Однако худшее не миновало. Дамочка двинулась к главному ходу. Не имелось у нее никаких обходных путей, хоть завалящего, на что надеялся. Прямолинейность наше все. Вот и прем прямиком в пасть спрута, и жить нам, судя по всему, оставалось не так много. И что? Закинул биту на плечо, даже принялся насвистывать, чтобы только не показать, как свербит смыться подальше, забиться в щель и не топорщиться.
– Не дрейфь! – Не сразу понимаю, что это – дамочка, и – мне. Мне! Неужто такой расслабон наступил, что в ободрении нуждаюсь? Как сопляк, которого первый раз на шухере поставили. И такая злоба охватила, аж зашагал бодрее – дамочку опередить и пустить биту в ход раньше, чем на зубы наколют.
А громилы из теней выползают, выплывают и смотрят. Без интереса, со скукой, мол, принесла кого-то нелегкая. А нам с ними, с чокнутыми, разбираться.
Подходим. Останавливаюсь. А вот дамочка, не сбавляя хода, внутрь собирается нырнуть через красную полосу. По слухам, полоса намалевана кровью главарей, которых Моб Дик завлек да на зубы спрута сушиться насадил. Не знаю, но на рыбью кровь не похоже. Хотя Моб Дик их знает, какую породу они представляли. Цукидзи такое место – паноптикум.
– Привет, – говорит дамочка, ручкой взмахивает громилам. – Мы решили старого дружка навестить, Моб Дика, значи-ца.

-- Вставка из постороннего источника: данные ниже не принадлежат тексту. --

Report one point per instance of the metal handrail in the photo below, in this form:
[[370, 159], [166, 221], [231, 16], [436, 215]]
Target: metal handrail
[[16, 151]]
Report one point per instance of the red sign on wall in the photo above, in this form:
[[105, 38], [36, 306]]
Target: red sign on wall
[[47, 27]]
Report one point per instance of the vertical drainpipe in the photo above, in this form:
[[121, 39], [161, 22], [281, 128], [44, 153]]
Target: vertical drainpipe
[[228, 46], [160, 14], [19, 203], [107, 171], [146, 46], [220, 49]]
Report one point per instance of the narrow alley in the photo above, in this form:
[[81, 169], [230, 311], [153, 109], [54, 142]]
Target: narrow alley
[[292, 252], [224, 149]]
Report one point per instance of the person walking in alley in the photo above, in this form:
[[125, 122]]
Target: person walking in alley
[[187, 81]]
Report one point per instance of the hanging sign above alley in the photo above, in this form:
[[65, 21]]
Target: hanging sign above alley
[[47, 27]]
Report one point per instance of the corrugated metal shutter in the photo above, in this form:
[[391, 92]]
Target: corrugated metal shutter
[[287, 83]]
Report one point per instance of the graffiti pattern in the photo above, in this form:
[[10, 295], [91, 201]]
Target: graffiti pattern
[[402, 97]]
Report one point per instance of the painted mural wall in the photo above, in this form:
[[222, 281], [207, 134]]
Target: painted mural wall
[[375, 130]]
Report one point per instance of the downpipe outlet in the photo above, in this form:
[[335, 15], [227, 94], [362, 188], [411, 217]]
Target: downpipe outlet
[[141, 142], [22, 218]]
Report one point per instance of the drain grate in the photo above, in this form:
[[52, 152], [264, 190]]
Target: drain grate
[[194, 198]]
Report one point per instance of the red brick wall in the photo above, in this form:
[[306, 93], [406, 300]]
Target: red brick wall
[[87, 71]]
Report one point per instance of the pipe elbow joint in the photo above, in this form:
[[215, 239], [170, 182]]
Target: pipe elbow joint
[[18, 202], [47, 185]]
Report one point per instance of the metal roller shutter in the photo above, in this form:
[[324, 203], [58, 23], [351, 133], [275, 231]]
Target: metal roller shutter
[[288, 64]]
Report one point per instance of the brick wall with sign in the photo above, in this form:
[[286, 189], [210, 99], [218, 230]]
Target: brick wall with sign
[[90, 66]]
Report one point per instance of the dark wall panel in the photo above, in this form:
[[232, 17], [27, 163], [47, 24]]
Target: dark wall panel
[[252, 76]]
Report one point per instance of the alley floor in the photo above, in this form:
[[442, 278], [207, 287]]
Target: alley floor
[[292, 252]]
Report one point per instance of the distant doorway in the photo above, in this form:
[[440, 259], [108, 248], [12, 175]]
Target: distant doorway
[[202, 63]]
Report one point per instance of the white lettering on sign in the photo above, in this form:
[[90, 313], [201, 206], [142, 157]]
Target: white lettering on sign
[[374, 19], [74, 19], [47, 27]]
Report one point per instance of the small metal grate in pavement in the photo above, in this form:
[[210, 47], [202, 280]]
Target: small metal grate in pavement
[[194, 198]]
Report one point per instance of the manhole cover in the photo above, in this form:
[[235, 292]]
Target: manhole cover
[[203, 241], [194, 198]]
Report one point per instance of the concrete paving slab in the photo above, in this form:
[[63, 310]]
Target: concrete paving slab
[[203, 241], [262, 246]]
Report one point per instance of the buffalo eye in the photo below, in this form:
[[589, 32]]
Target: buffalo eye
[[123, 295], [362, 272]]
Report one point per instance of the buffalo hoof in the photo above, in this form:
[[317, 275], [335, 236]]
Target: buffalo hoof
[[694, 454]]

Громилы от такой наглости и неуважения остолбенели. А может, затруднились в богатстве выбора наиболее мучительных смертей. Ну, которых эти наглецы, мы то есть, достойны. Наколоть на клыки спрута – милосердие, а не пытка.
– Не понимают, – разворачивается дамочка и подмигивает, – надо бы им мозги прочистить, а то застоялись тут, не соображают. Займись, дружок.
И дружок занялся.
И дружок занялся, да так лихо, что в себя пришел лишь тогда, когда в чернильном мешке оказались. Все слилось в хороводе. Бил по мордам, рылам, рожам, пастям, черепам, головам, головоногим и головоруким, бил без огонька, без вдохновения, будто работу тяжкую выполнял.
Будто кукла на нитках – дергался.
Хрясь.
Бумс.
Трах.
Каких только громил не пришлось попотчевать. Таких и не видел в жизнь – видать, они отсюда лишь по большим праздникам выползали, народ пугать.
Дамочка не отстает, тоже бьется. Плечом к плечу. Отчего кажусь себе смельчаком, хотя от вида уродов глаза бы закрыть, а голову к холодному приложить. Смельчаками быть заставляют. Потому как остановиться, слабину дать – растопчут, сомнут, растерзают. Вот и приходится поневоле чудеса смелости выкидывать. Аж сам себе удивляюсь.
По сторонам не успеваю смотреть, поэтому не представляю – куда движемся и движемся ли вообще? На дамочку надеюсь. Один глаз на ней положен. Чтоб не кинула здесь подыхать. Но иногда разносит так далеко, что перестаю ее видеть. Однако каждый раз она выныривает рядом и даже вроде как одобрительно подмигивает. Держись, мол, храбрец. Где наша не пропадала?! И здесь пропадет!